Microsoft Exchange Server

Fortunately for us, Microsoft has not released any update for Exchange Server this month. That said, the return of Adobe PDF issues should keep us busy.

Microsoft development platforms

For this cycle, Microsoft released six updates (all rated as important) to its development platform affecting Visual Studio, GitHub, and the .NET Framework. Both the Visual Studio (CVE-2022-24513 and CVE-2022-26921) and the GitHub (CVE-2022-24765, CVE-2022-24767) vulnerabilities are application-specific and should be deployed as application-specific updates. However, the .NET patch (CVE-2022-26832) affects all currently supported .NET versions and will likely be bundled with the latest Microsoft .NET quality updates (read more about these updates here). We recommend deploying the .NET April 22 quality updates with this month’s patches to reduce your testing time and deployment effort.

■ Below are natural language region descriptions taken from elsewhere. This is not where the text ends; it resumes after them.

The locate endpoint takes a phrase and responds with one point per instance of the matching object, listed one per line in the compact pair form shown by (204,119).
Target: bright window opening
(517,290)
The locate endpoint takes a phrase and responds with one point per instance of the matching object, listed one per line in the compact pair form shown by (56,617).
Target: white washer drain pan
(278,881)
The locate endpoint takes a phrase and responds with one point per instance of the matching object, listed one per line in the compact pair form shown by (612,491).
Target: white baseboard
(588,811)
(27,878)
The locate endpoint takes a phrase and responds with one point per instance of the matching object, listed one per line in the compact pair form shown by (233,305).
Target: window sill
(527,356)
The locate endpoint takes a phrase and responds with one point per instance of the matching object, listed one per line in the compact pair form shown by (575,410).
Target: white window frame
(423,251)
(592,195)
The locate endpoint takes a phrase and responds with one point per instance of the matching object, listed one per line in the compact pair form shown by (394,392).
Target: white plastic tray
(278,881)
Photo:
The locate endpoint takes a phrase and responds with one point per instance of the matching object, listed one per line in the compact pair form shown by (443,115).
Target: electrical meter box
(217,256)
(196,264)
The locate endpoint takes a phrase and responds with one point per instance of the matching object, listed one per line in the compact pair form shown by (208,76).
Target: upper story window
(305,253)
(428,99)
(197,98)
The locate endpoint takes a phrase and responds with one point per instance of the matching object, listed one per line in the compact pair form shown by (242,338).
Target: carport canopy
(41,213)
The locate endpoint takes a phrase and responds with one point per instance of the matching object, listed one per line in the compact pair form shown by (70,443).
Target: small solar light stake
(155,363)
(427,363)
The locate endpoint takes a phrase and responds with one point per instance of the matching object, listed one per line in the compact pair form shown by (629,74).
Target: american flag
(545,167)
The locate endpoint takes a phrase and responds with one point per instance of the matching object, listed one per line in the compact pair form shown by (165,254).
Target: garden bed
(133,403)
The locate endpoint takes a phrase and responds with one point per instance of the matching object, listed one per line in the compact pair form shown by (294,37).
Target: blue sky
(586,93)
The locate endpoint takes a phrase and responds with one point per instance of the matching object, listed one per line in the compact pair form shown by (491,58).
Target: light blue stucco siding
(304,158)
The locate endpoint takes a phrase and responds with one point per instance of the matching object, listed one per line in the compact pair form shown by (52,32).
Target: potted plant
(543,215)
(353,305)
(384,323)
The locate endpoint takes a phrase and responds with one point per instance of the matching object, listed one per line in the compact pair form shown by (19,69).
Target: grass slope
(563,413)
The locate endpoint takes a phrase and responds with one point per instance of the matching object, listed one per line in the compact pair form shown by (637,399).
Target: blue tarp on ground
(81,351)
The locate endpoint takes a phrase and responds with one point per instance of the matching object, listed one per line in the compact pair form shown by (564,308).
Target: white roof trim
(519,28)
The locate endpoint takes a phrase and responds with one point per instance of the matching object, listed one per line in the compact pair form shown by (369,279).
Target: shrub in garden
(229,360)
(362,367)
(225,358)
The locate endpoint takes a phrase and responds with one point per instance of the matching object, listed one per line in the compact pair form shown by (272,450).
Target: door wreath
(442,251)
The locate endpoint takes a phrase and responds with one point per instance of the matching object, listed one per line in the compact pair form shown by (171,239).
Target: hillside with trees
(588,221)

Adobe (really just Reader)

Well, well, well…, what do we have here? Adobe Reader is back this month with PDF printing causing more headaches for Windows users. For this month, Adobe has released APSB22-16, which addresses over 62 critical vulnerabilities in how both Adobe Reader and Acrobat handle memory issues (see Use after Free) when generating PDF files. Almost all of these reported security issues could lead to remote code execution on the target system. Additionally, these PDF related issues are linked to several Windows (both desktop and server) printing issues addressed this month by Microsoft.

Add this update to your “Patch Now” release schedule.